In 2015, Peters’ agency was given a bloodhound for tracking, and a special deputy takes care of the dog, and attends the required training, which he pays for out-of-pocket.
“I can call them if we have something major going on,” Peters said, adding that special deputies are always out in the field with a sworn deputy.
The “Catch-22” part of it comes in the form of liability, the sheriff said.
“Not having the training or the time to train is a liability,” he said. “However, having someone you can call on who is not going to cost you anything other than providing them a vehicle and gas helps a great deal.”
Much of what special deputies do in Rockcastle County is crowd control for parades and special events, and traffic control for funeral escorts.
Lewis County Sheriff Johnny Biven has four special deputies and uses them for non-law enforcement events.
“They do special details like events and parades, and they serve some papers for us,” Bivens said.
Can You Hear Me Now?
While retention is problematic in some areas, in Lewis County, Bivens said one of his biggest headaches is inadequate communication.
“It’s horrible,” he said, bluntly. “We have 483 square miles, and it’s not flat land. We have one tower in this county. When you get on the southern end of the county, radio traffic is nonexistent.”
Bivens said his deputies have cell phones, and the cruisers are equipped with cell-phone boosters, and more often than not, deputies rely more on phones than they do their radios.
“The fiscal court has been doing some studies, and I think it would take a minimum of three tower sites to get the proper communications we need,” Bivens said. “I know the fiscal court has applied for grant funding.
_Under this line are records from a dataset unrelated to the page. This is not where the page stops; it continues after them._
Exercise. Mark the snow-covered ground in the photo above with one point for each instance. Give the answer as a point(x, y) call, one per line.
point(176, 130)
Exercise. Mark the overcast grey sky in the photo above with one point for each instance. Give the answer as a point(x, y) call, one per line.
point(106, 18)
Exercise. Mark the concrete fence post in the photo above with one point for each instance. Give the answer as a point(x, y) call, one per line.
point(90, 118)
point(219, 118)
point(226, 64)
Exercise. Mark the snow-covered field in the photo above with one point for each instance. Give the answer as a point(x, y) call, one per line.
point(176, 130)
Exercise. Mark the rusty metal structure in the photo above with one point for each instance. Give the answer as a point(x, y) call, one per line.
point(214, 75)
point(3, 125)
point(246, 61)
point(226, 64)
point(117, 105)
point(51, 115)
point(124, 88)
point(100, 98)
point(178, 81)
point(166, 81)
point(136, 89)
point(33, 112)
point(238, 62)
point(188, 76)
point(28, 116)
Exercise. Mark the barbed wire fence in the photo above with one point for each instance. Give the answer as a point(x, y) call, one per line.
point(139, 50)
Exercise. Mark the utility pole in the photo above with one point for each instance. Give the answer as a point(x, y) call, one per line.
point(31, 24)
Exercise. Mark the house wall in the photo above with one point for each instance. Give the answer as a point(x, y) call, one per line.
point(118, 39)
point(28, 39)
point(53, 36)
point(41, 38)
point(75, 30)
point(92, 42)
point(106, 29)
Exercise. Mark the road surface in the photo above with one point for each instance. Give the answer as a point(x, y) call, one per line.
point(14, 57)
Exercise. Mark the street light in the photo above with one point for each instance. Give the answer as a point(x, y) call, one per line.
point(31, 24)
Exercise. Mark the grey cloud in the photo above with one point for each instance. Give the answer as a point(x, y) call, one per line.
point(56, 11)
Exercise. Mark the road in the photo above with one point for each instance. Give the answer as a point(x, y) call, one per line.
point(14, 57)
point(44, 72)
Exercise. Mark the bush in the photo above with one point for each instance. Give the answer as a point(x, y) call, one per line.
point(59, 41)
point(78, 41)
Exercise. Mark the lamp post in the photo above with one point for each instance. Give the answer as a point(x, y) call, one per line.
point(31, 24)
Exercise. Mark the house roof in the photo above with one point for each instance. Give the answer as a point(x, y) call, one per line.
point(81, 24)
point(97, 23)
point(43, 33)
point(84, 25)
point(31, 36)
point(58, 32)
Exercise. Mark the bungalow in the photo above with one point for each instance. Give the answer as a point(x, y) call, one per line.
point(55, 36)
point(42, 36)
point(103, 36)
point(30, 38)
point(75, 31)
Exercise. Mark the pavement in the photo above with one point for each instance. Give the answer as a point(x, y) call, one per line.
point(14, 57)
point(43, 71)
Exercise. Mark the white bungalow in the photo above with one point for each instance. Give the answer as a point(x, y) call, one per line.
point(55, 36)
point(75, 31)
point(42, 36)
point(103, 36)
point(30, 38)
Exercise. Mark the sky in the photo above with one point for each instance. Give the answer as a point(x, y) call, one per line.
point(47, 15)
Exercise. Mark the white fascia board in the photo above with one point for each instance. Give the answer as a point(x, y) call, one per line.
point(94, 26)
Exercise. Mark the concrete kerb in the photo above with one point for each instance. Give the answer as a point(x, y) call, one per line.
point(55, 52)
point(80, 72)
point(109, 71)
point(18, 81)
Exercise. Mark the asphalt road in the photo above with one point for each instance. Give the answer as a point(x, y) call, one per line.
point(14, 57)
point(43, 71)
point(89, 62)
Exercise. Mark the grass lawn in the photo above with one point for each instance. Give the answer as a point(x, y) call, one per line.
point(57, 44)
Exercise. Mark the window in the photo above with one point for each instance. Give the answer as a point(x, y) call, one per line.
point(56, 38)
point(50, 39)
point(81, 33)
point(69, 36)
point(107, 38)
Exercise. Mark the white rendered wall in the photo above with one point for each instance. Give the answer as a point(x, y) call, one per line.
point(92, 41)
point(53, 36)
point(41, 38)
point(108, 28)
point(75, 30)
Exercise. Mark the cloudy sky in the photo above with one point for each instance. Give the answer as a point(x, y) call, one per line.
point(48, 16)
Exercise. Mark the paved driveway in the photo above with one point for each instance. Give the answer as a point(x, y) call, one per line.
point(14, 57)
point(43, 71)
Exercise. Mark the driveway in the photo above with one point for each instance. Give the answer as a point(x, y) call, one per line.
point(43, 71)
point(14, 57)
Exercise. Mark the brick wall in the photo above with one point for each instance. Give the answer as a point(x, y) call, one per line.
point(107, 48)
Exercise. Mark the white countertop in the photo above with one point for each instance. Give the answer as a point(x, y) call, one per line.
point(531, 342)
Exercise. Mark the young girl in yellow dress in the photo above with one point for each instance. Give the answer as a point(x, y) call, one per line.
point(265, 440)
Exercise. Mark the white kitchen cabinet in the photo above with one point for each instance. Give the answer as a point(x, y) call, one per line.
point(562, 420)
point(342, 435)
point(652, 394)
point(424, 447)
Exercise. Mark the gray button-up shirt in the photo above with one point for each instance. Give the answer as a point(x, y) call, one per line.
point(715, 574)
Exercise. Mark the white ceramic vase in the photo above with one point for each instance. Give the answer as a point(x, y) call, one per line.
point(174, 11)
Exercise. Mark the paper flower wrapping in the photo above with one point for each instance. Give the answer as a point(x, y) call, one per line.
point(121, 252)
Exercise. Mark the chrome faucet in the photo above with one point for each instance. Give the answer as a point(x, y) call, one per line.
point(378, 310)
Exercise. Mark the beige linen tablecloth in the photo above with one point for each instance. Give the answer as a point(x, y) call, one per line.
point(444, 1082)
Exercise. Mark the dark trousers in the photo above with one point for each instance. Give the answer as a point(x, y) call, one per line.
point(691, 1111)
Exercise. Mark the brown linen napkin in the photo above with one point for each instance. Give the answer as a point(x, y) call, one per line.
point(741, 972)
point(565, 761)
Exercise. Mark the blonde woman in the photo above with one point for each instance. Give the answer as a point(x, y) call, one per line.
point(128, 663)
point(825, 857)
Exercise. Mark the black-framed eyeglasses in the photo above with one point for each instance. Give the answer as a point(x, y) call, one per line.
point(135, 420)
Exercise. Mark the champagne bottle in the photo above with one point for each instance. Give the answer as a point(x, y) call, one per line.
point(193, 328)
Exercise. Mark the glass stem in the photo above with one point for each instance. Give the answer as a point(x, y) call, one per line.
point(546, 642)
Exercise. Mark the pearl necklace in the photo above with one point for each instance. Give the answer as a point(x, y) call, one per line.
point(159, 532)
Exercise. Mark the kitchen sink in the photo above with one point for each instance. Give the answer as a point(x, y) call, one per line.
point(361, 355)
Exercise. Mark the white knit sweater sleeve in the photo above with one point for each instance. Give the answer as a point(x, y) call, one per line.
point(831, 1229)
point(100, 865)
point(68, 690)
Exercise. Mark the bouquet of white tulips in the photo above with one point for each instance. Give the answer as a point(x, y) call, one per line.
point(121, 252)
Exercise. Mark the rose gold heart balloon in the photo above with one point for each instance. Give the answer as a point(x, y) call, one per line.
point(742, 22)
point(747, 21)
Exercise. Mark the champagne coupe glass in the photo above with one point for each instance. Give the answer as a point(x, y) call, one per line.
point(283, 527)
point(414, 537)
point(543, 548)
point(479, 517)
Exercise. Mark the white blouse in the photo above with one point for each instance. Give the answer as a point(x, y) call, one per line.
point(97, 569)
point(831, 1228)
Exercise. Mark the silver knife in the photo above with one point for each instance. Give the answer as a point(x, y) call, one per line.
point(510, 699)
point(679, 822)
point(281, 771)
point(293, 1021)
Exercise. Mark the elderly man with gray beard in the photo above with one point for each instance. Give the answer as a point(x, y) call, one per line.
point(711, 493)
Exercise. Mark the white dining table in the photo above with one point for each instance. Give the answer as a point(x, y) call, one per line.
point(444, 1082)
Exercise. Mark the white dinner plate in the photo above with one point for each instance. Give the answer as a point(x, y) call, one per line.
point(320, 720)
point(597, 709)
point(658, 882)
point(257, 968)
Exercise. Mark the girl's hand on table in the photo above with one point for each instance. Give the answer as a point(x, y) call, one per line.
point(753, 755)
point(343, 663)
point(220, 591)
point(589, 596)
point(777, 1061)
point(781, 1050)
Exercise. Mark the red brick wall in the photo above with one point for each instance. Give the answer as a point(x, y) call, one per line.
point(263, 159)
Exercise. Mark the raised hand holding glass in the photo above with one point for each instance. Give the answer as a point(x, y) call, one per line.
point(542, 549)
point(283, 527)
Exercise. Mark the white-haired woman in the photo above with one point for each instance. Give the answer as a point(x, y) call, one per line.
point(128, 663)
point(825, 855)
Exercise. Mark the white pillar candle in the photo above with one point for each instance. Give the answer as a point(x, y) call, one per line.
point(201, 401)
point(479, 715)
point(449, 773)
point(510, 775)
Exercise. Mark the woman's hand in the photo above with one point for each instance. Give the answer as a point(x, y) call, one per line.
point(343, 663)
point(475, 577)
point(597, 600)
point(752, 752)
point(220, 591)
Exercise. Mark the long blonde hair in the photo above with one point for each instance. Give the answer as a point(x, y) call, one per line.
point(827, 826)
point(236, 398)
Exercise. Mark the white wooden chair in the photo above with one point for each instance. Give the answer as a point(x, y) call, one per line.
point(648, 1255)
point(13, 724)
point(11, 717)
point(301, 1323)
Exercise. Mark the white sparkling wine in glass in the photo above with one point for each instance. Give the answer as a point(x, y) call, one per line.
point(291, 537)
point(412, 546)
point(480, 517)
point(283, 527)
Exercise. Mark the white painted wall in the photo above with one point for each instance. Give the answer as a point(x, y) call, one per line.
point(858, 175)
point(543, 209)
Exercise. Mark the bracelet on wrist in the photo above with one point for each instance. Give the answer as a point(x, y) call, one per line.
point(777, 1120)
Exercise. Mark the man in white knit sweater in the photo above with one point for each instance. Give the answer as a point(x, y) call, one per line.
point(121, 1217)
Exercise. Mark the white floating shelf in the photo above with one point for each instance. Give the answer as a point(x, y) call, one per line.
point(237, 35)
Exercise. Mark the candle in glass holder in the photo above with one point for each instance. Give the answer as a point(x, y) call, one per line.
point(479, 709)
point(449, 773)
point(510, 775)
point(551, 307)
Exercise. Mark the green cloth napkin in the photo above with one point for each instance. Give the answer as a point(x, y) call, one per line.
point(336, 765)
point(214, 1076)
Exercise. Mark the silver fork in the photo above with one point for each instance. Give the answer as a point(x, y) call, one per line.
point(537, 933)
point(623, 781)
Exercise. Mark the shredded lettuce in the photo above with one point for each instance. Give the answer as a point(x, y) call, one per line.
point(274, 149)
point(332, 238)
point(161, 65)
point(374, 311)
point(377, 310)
It’s been an issue here for years; not only us but for all first responders – fire and EMS, too.”
Peters said his county has come a long way in improving communication.
“We’ve still got a few dead spots, but it’s a lot better than it used to be,” Peters said. “It’s about 90 percent covered. There are a few hollers where it can be a nuisance.”
Much of the communication issue is out of the hands of local law enforcement agencies, as they have to rely on the fiscal court to secure funding for more repeater towers, Bivens said.
“It’s bad when a cell phone works better than our radios,” he said.
Despite shortcomings in staff and communication, small agencies have to do the job of policing, and Dixon said that is the name of the game.
“Our goal is to protect the residents of this community and make them safe here,” he said. “That is what it is all about.”